2.3. Spatial Representation#
See Denis Berthier’s Hidden Logic of Sudoku. https://github.com/denis-berthier.
A Sudoku solution is a unique selection and ordering of 81 ccells (value, row, column tuples) out of an exhaustive set of 729 ccells – where values, rows and columns can assume any value between 1 and 9, and Sudoku rules apply. Sudoku is a Finite Constraint Satisfaction problem, and the recognition of patterns and their resolutions in solving the puzzle are the constraint propagation techniques.
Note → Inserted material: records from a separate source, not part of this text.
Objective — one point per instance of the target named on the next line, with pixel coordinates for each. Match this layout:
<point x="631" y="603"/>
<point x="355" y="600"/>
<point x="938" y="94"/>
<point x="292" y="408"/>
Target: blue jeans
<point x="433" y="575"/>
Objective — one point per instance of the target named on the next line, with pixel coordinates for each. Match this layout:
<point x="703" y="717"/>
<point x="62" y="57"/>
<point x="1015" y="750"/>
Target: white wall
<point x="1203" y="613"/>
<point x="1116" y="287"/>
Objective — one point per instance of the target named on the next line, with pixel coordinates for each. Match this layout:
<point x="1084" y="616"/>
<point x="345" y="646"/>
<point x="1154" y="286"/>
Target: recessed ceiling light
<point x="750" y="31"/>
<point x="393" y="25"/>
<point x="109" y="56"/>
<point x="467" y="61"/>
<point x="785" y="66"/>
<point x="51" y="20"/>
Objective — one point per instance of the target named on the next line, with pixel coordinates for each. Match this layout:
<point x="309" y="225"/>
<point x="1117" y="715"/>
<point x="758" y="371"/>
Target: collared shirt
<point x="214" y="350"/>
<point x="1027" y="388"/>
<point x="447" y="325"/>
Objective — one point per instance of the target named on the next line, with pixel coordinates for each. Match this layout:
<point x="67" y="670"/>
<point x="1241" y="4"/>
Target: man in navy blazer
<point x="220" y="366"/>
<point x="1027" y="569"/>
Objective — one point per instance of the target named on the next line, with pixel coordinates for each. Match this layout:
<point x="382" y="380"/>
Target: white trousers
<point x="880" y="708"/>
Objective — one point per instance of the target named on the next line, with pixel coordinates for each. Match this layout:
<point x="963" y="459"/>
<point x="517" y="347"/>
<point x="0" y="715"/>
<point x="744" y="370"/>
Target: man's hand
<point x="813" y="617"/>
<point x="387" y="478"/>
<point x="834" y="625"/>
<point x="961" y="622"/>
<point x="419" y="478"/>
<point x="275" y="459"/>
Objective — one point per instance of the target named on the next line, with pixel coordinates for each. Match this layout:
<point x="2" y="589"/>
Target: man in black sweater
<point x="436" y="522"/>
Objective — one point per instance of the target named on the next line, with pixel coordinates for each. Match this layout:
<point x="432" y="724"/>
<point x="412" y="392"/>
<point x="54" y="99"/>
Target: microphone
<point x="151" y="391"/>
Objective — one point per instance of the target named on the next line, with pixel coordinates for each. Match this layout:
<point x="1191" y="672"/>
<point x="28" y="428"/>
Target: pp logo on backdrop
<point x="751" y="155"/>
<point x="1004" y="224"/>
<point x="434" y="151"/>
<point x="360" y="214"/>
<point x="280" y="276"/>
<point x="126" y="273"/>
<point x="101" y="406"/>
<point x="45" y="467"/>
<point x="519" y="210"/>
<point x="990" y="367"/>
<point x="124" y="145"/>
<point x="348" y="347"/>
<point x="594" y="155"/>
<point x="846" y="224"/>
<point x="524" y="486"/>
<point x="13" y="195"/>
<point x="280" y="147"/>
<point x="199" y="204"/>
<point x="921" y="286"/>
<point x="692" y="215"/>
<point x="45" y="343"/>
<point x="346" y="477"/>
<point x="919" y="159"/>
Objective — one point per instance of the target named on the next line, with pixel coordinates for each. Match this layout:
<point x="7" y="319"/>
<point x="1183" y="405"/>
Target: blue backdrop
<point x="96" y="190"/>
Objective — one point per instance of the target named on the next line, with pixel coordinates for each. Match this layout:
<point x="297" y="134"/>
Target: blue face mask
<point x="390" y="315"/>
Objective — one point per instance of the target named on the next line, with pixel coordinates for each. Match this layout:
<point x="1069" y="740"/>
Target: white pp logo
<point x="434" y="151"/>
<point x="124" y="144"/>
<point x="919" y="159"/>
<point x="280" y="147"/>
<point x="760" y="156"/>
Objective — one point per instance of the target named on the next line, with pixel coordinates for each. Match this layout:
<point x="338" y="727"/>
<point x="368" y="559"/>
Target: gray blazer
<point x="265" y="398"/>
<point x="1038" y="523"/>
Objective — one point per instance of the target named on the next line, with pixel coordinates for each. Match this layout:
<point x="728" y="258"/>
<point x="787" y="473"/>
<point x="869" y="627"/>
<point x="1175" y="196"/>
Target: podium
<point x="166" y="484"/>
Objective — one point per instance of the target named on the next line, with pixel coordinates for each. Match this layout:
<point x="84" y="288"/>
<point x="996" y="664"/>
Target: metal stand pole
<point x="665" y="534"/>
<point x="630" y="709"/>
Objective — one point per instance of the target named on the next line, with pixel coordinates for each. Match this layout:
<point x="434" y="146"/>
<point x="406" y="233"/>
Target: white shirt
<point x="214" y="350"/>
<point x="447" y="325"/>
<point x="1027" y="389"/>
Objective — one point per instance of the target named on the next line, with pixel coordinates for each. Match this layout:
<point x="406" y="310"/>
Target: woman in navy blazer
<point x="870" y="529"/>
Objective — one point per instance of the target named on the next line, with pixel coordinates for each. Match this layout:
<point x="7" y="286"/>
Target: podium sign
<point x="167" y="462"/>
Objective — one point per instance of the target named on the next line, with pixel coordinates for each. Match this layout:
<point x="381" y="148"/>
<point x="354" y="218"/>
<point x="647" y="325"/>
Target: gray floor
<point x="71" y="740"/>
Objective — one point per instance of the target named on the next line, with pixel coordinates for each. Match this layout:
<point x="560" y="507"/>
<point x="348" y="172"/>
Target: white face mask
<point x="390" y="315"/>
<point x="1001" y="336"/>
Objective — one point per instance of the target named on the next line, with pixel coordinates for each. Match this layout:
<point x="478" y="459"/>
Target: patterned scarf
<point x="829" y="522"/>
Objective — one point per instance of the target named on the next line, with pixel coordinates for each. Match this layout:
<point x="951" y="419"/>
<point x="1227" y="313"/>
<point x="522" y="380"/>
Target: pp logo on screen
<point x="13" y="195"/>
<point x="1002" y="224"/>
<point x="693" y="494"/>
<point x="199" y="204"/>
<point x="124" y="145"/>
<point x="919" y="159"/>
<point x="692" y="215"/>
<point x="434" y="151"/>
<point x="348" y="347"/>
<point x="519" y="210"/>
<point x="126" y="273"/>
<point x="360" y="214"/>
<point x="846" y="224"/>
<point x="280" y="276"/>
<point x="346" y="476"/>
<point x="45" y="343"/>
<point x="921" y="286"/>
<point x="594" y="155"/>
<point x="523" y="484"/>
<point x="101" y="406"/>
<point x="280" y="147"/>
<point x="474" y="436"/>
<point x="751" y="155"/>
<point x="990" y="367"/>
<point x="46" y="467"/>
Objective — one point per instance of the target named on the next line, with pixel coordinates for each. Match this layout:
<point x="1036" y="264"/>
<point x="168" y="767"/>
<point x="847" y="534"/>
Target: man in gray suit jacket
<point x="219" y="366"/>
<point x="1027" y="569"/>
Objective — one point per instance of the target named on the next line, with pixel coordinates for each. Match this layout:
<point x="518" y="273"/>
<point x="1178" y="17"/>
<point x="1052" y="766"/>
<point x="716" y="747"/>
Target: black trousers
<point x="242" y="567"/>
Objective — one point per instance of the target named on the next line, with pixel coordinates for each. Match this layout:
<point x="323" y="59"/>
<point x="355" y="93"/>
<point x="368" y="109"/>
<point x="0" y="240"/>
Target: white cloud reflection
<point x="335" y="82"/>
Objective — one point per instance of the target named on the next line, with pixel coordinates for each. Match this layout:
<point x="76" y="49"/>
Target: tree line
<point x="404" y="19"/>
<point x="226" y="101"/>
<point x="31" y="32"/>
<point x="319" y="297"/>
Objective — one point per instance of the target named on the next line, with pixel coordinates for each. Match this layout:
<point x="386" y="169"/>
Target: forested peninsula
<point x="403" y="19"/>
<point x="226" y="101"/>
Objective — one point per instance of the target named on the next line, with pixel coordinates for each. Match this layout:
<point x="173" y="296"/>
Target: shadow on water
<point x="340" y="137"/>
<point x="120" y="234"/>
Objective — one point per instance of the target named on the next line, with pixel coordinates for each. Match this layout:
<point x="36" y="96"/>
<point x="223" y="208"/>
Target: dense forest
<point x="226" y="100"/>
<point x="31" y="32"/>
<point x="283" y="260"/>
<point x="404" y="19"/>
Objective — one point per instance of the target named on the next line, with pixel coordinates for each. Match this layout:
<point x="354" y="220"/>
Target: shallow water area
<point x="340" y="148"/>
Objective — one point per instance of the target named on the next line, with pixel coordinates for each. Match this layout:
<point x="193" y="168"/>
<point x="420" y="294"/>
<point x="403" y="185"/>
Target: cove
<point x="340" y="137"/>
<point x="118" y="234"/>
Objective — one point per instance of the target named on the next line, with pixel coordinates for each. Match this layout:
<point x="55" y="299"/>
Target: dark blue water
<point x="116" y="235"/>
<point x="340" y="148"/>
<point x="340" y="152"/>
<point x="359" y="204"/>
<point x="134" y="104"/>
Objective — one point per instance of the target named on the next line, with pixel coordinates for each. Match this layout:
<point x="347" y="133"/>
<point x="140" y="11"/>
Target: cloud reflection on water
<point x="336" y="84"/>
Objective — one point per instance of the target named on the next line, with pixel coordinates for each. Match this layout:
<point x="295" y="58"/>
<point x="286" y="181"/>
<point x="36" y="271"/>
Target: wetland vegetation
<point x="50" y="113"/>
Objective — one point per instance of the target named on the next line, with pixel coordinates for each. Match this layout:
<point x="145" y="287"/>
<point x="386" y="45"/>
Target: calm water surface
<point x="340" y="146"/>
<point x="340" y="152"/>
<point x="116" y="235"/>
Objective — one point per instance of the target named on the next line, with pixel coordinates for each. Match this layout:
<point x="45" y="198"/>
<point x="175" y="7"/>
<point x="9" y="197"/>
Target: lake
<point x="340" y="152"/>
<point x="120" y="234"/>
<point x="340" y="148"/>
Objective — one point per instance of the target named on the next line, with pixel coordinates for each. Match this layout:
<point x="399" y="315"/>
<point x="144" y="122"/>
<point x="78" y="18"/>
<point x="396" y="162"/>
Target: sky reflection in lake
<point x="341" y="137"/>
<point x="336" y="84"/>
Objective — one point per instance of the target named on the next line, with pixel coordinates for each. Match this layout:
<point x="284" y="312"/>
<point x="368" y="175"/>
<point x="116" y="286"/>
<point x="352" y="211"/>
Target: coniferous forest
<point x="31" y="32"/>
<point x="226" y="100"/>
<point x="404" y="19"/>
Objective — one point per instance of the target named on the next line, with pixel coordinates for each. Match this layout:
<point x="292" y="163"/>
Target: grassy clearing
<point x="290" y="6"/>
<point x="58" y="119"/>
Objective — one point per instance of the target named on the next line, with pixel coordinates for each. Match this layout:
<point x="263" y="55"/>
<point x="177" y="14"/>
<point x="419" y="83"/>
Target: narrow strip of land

Sudoku puzzles are spatially represented as values on a 9 row by 9 column grid of cells. However, this is not the only possible spacial representation for Sudoku. The same puzzle can be represented as row numbers on a value x column number or any of the other 6 spatial domains:
values on a row x column grid (default)
row numbers on a value x column grid
column numbers on a value x row grid
values on a cell x box grid
box numbers on a value x cell grid
cell numbers on a value x box grid
The underlying puzzle logic is the same, it is only the perspective, that differs in each spatial representation.
However, each perspective, exposes patterns that are hidden in other perspectives. For example, a hidden single or hidden subset patten will be transformed into an exposed pattern in one of the five perspectives.
Viewing puzzles from different perspectiv0516es, come into its own with more complex patterns such as chains, loops, nets, bent hidden subsets, etc. Transforming to another domain may make it easier to spot exposed patterns that are hidden in the former domain.